Дома она была совсем не такая, как в санатории – строгая старшая медсестра в белом халате. Сейчас на ней было свободное домашнее платье, запястье украшал широкий янтарный браслет, и она определенно не собиралась придирчивым оком проверить подоконники, нет ли на них пыли или же пересчитать таблетки в шкафчике с лекарствами.
Кроме хозяйки, в комнате находился Берсон. Казалось, уют этого жилья смирил его резкую, подвижную натуру. Он тоже не был здесь тем Берсоном, каким его знали в санатории. Объяснялось же его спокойствие весьма просто: он принес Гарше букет роз. И неизвестно случаев, чтобы при этом человек подпрыгивал на одной ножке или чесал за ухом.
– Ну зачем это, доктор?.. – смутилась Гарша, принимая цветы.
– Вам. Вот, просто вам, и все. Мне доставляет удовольствие выращивать цветы, но если их не срезать, они завянут, и никто, кроме меня, не насладится их красотой. Этот сорт называется «Ночь». Видите, почти черные.
Гарша взяла розы и поставила их в вазу на окне, рядом с фуксией.
– Мне неловко. Вы уже второй год снабжаете меня цветами.
– Цветами можно…
– Присядьте.
Берсон сел к столику с кофейником и двумя чашками на льняной салфетке.
– Попиваю кофе, как и положено старой деве. – Гарша налила кофе во вторую чашечку.
– У вас очень вкусный кофе.
– Вы находите? Вечера бывают очень долги. Кофе укорачивает их. – Гарша взяла в руки вязанье.
Разговор не клеился. Берсон поглядел в окно.
– Вашу фуксию надо бы пересадить. Я…
На лестнице послышались шаги.
– Ко мне никто не может прийти. – Гарша секунду прислушивалась, затем снова заработала спицами. И все же в дверь постучали.
Гарша открыла. В комнату не очень твердой походкой вошел Эгле. Заметив Берсона, он оперся на свою клюку.
– Прошу прощения. Мне просто захотелось с кем-нибудь поболтать. Я уйду.
– Ну что вы! – воскликнула Гарша и отобрала у Эгле палку и шляпу. Она была рада его неожиданному приходу и не скрывала этого.
Берсон встал.
– Я пойду. Завтра операция. – Он явно кривил душой. Гарша не пыталась его удержать и подала руку.

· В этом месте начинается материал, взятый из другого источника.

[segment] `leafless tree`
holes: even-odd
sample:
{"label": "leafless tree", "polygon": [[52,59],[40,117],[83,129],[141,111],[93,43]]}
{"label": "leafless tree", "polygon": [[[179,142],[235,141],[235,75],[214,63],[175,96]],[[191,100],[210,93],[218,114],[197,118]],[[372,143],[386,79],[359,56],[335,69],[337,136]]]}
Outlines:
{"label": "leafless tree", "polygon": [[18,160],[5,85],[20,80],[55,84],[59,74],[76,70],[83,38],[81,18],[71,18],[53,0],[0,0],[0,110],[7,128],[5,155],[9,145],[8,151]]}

– Я как-нибудь пересажу вашу фуксию, – добавил Берсон на прощанье, чтобы не молчать.
Эгле взял и повертел в руках вязанье.
– Это что будет – штаны для петуха?
– Нет, юбка для кофейника, – рассмеялась Гарша.
Эгле без приглашения сел и потянулся за кофе, но передумал и попросил стакан воды. Когда он пил, Гарша обратила внимание на то, как осунулось за сегодняшний день его лицо. Особенно заметны стали глубокие складки, протянувшиеся к уголкам рта. Лишь глаза были еще ясными, без болезненной усталости, с непотухавшей в них искоркой ума. «Многие из-за этой искорки не видят признаков тяжелого недуга», – подумалось Гарше.
– Вам надо теперь побольше отдыхать. Вы знаете, Берсон со дня на день ожидает известий из Москвы о новой операции. Есть надежда…
– А разве я не хочу надеяться! – воскликнул Эгле, но тут же резкие складки около губ искривились в ироническую усмешку. – Поговорим о чем-нибудь другом. Ну, скажем, о былом. Сегодня я весь день говорю о том, что давно минуло.
Он подошел к книжной полке. Кроме книг, на ней были разные сувениры. Эгле взял в руки деревянную собачку; подняв одно ухо, она весело смотрела на него ярко-синим глазом.
– Это работа Эрмансона, – вспомнил Эгле. – Я ему раз восемьдесят откачивал гной из плевры. А знаете, почему я помню число? Потому что однажды, когда я прикоснулся иглой для пункции к его боку, Эрмансон сказал: «Сегодня у меня юбилейный день – семьдесят пятый прокол. Налейте мне рюмочку спирта, тогда юбилей будет не таким болезненным». Да, таков он был, этот воистину туберкулезный юбилей… Спирта я ему налил.